I enjoy fixing (most) things and extending the useful life of stuff as long as possible. I find the challenge of diagnosing and remedying problems mentally stimulating and gratifying. My family is more than willing to oblige me this pleasure. In fact, I am often greeted with a pile of broken items when I walk in the door after work. They have even created a designated spot on a shelf in the kitchen to store their damaged goods. Some may call me strange for enjoying what others call mundane; not my family, though. They call me Fix-It Fred.
Our daughter, Natalie, has a hamster. She has had several over the years, but only one at a time. One thing they have all had in common is they love to run. A lot. Usually at night. And they prefer to be really loud during workout time. We have had several different styles of wheels and other running devices over the years. It seems each critter has its own preference as to how to burn off energy. The current hamster, Professor Ham, is very fond of his metal wheel. While he sometimes runs on his plastic wheel, the metal one is his go-to item for burning excess energy.
The plastic wheel is our favorite, as humans; it makes very little noise as he runs the night away. The metal one? Not so much. The squeaking noise of metal on metal is not the easiest to sleep through. But the squeaky wheel gets the grease, right? What sort of grease/lubrication do you put on a wheel in a cage with a neurotic animal that chews on everything in sight? That is a tough question. The best, non-toxic solution I have come up with over the years is vegetable oil.

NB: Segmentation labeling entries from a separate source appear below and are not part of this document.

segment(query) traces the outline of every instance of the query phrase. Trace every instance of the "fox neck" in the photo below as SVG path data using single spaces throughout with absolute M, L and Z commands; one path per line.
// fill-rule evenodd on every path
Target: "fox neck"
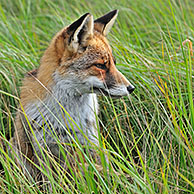
M 81 144 L 89 141 L 98 145 L 98 132 L 96 115 L 98 114 L 98 101 L 96 94 L 79 92 L 79 85 L 72 80 L 56 80 L 48 94 L 42 102 L 38 102 L 27 109 L 27 115 L 32 120 L 42 125 L 43 118 L 51 123 L 55 133 L 60 136 L 60 141 L 71 140 L 66 130 L 75 137 L 76 134 Z M 37 108 L 38 107 L 38 108 Z M 47 125 L 44 125 L 44 128 Z M 48 130 L 50 130 L 48 128 Z M 84 133 L 84 135 L 83 135 Z M 41 137 L 40 137 L 41 138 Z M 39 138 L 38 138 L 39 139 Z

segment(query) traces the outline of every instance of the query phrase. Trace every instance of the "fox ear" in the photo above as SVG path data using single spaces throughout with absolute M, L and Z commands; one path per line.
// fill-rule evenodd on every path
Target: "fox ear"
M 93 36 L 94 21 L 90 13 L 86 13 L 72 23 L 67 32 L 70 34 L 68 44 L 72 51 L 76 52 L 80 45 L 85 46 L 87 40 Z
M 96 19 L 94 21 L 94 29 L 106 36 L 113 26 L 118 12 L 118 10 L 113 10 L 106 15 Z

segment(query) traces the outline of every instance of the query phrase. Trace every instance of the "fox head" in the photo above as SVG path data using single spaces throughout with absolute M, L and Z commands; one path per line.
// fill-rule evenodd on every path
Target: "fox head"
M 121 97 L 133 92 L 134 86 L 116 68 L 106 39 L 117 14 L 114 10 L 94 21 L 86 13 L 62 29 L 43 55 L 39 72 L 52 72 L 56 84 L 79 94 L 93 92 Z

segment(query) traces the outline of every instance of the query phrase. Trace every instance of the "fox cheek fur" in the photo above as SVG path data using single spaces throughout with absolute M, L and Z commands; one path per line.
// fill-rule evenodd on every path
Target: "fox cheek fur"
M 45 51 L 40 67 L 25 77 L 21 87 L 22 107 L 17 112 L 16 130 L 11 142 L 20 159 L 24 158 L 28 172 L 34 176 L 39 171 L 23 154 L 39 165 L 35 155 L 41 157 L 37 141 L 59 157 L 59 147 L 53 134 L 60 142 L 68 143 L 71 140 L 68 128 L 72 136 L 75 131 L 81 144 L 92 142 L 98 146 L 96 94 L 121 97 L 134 90 L 117 70 L 106 40 L 117 14 L 118 11 L 114 10 L 93 21 L 93 16 L 87 13 L 62 29 Z M 69 123 L 69 115 L 76 125 Z M 92 151 L 91 155 L 94 155 Z M 72 156 L 67 158 L 69 160 Z

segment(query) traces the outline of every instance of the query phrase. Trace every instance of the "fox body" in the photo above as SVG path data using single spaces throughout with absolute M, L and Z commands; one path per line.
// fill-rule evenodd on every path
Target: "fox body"
M 12 140 L 18 154 L 38 163 L 34 156 L 35 151 L 40 154 L 38 141 L 58 157 L 56 137 L 67 143 L 70 135 L 82 145 L 98 145 L 97 95 L 121 97 L 134 90 L 117 70 L 106 39 L 117 13 L 114 10 L 95 21 L 87 13 L 62 29 L 45 51 L 40 67 L 25 77 Z M 27 161 L 26 166 L 33 171 Z

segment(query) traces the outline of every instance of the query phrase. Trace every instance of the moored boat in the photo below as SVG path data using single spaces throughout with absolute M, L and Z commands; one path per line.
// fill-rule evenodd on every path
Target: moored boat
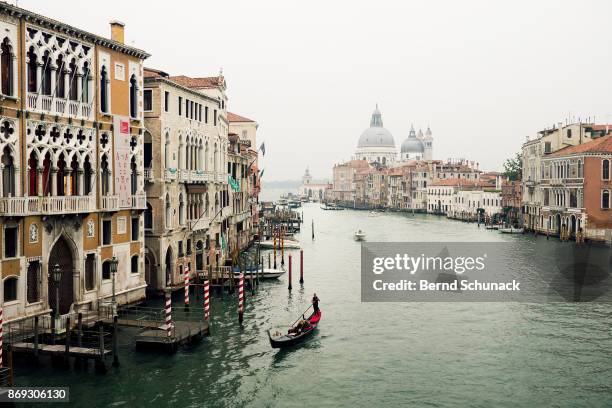
M 259 243 L 260 248 L 263 249 L 273 249 L 274 248 L 274 240 L 266 240 L 266 241 L 261 241 Z M 277 239 L 276 240 L 276 248 L 279 249 L 281 247 L 280 241 Z M 283 247 L 285 249 L 300 249 L 302 248 L 302 246 L 300 245 L 300 243 L 298 241 L 294 241 L 292 239 L 284 239 L 283 240 Z
M 501 232 L 502 234 L 522 234 L 523 232 L 525 232 L 525 230 L 523 228 L 500 228 L 499 232 Z
M 311 337 L 321 321 L 321 310 L 313 312 L 308 319 L 304 319 L 308 322 L 304 325 L 302 322 L 297 322 L 292 325 L 286 334 L 283 334 L 279 330 L 268 330 L 268 337 L 270 338 L 270 345 L 272 348 L 284 348 L 291 347 L 307 338 Z M 300 328 L 298 328 L 298 325 Z

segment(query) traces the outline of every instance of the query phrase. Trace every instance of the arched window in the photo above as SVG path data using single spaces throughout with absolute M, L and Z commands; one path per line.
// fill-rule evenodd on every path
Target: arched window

The vegetable oil is not a permanent solution; it only lasts about a month. However, I would rather reapply the oil monthly than choose something that may make the hamster sick and give him a one-way ticket to the backyard hamster cemetery. Comforting a distraught child over her deceased pet is much more challenging than taking two minutes once a month to oil a squeak.
The oil application process is quick and easy. There are two places that need the oil–both points of rotation in the center of the wheel. There are countless ways to apply the oil, the fastest one I have found is to simply rub it on with my finger. I pour a small amount of oil in an old medicine cup and dip my finger in that. I doubt my wife would like it if I dipped my hamster cage finger in the bottle of vegetable oil. The oil could also be applied with a medicine dropper or oral medication syringe if you don’t want an oily finger.
I have been oiling the wheel like this for a few years, with multiple hamsters, and have never had an issue. It is quick, simple and safe. And we no longer have to listen to the squeaky wheel.